As Dhaka and Sylhet reel under days of relentless rain, the knee-deep water in city streets has become more than just a nuisance — it is a sobering testament to the chronic failures of urban governance in Bangladesh.
What should have been a reprieve from an unforgiving heatwave has instead morphed into widespread flooding, paralysing daily life.
The New Nation on Sunday reported that from New Market to Jurain in the capital, and Zindabazar to Shibganj in Sylhet, residents are once again left wading through water, abandoned by systems meant to support them.
Despite repeated budgetary allocations and infrastructure projects, the drainage systems in both cities remain woefully inadequate.

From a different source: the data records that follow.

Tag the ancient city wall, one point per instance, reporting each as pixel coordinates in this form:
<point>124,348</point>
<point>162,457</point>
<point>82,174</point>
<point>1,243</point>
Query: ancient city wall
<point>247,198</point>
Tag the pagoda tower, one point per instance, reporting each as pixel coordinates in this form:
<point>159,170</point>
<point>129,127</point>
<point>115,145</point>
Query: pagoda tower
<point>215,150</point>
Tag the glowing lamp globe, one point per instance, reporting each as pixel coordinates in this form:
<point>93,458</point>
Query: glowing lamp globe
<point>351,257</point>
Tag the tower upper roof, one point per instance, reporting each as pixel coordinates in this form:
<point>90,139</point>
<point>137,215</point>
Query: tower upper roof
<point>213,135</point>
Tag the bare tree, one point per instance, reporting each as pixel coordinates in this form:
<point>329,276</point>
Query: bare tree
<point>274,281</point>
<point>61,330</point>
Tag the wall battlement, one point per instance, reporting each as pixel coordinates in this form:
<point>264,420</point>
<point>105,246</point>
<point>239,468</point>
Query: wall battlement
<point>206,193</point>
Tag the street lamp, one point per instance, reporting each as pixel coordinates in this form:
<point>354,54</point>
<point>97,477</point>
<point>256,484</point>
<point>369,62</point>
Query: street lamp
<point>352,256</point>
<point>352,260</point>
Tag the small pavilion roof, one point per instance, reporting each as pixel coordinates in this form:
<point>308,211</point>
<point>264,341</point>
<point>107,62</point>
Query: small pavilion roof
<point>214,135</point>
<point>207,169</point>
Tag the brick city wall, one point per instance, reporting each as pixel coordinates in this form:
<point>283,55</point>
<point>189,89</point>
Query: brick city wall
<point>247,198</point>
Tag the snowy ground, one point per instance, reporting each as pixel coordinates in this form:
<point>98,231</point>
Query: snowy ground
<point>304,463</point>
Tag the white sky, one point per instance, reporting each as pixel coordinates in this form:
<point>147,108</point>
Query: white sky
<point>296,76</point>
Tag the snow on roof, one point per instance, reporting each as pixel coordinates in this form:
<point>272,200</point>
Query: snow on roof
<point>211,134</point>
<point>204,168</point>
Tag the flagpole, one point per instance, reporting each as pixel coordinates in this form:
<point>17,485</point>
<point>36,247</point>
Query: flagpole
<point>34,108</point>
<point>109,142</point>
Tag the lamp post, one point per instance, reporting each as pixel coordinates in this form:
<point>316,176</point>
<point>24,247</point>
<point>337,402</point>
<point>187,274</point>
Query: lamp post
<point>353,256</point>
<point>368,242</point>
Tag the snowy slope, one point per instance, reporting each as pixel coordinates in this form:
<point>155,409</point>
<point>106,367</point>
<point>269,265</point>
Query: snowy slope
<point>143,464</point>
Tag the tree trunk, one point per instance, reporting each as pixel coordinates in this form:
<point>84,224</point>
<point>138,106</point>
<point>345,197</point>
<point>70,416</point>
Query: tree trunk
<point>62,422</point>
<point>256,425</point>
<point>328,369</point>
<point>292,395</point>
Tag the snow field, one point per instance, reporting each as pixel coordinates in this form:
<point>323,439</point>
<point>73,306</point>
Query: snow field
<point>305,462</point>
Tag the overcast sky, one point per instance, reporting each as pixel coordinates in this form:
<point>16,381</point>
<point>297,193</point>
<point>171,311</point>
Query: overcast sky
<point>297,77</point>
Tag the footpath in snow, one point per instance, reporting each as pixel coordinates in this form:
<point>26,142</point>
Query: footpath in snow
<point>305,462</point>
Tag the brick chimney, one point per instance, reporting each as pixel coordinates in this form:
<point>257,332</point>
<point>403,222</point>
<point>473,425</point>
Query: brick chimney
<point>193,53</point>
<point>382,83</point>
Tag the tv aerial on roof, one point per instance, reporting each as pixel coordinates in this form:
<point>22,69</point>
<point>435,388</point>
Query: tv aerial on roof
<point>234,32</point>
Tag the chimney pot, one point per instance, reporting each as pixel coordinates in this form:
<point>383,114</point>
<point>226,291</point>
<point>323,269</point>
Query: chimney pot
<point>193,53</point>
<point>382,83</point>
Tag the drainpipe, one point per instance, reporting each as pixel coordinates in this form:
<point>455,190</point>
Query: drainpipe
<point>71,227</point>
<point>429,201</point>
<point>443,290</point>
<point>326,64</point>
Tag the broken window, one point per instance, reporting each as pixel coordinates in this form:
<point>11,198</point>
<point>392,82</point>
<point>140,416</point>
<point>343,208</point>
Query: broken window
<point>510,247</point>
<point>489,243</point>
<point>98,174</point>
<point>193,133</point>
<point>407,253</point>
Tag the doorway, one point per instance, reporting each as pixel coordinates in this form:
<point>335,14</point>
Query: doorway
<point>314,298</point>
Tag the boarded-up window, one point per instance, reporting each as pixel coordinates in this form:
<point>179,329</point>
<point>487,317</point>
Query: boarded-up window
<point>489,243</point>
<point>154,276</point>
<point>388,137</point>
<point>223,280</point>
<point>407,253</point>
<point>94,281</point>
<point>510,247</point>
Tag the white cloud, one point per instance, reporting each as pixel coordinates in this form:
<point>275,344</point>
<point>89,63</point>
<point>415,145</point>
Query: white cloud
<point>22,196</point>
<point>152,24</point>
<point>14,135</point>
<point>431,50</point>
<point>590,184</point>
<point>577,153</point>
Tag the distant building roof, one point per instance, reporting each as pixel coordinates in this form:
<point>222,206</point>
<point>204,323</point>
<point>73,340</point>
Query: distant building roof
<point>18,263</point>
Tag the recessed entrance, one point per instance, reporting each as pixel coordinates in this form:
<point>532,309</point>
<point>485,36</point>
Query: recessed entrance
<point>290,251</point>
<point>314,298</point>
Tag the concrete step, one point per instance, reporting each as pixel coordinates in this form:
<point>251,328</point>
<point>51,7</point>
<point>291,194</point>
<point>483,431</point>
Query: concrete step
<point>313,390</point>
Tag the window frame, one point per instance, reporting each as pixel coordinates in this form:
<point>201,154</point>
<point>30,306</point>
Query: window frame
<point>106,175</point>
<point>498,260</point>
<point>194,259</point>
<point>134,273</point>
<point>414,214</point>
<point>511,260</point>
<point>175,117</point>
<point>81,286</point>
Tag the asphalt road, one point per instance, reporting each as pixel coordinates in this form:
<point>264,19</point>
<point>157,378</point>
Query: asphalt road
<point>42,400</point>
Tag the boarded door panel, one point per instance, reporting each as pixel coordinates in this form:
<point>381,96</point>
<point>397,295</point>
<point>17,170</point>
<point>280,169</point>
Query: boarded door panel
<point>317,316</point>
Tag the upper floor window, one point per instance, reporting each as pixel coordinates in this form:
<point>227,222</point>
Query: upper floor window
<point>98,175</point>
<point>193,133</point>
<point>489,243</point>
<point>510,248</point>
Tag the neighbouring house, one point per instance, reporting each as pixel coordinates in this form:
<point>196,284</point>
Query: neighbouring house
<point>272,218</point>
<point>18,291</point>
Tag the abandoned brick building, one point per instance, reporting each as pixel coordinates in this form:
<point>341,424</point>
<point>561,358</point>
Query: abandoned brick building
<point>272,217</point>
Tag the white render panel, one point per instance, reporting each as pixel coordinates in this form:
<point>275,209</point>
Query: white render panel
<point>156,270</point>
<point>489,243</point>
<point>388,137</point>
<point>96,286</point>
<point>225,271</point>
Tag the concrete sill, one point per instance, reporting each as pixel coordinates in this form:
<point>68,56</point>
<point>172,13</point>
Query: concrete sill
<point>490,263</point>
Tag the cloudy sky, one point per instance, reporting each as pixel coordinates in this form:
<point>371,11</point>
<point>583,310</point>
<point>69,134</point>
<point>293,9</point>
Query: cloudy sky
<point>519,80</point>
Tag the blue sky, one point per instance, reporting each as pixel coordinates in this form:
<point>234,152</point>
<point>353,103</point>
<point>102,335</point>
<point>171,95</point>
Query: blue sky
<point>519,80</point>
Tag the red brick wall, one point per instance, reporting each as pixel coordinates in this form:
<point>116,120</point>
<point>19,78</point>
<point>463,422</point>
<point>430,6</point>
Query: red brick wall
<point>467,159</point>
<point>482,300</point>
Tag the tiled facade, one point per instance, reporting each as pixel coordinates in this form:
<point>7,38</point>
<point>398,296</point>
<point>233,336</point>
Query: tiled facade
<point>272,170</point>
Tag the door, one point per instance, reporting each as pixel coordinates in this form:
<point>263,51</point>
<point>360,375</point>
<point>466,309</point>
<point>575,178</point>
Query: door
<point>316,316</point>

Dhaka boasts over 2,200 kilometres of drainage infrastructure on paper — yet in practice, these channels are choked with solid waste, poorly maintained, and fundamentally unfit for a rapidly urbanising city. Sylhet, too, suffers from similar neglect, compounded by the runoff from India’s Meghalaya and Assam.
Authorities have responded with the usual emergency control rooms and round-the-clock reporting. But these stop-gap measures are not substitutes for the structural reforms that have long been overdue.
Residents, such as those in Kalabagan or Chowhatta, express justifiable anger and despair. Their frustration is not just with the water, but with the inaction and apparent impunity of those in charge.
Environmental experts have long warned that unplanned development, illegal encroachments, and the loss of canals and wetlands are rendering our cities increasingly vulnerable.
Architect and activist Iqbal Habib rightly calls for a sincere and strategic overhaul: a long-term, enforceable master plan that prioritises sustainable development, robust waste management, and the restoration of natural drainage ecosystems.
With more rain forecast and monsoon season still ahead, the prospect of worsening floods is real. Yet unless city corporations move beyond reactionary firefighting and towards genuine reform, we will remain trapped in this annual cycle of preventable disaster.
This is not merely about infrastructure. It is about political will, transparency, and accountability. The people deserve more than short-term fixes and hollow assurances. They deserve safe, liveable cities. The time for excuses is long past. The deluge has come — and with it, the demand for real change.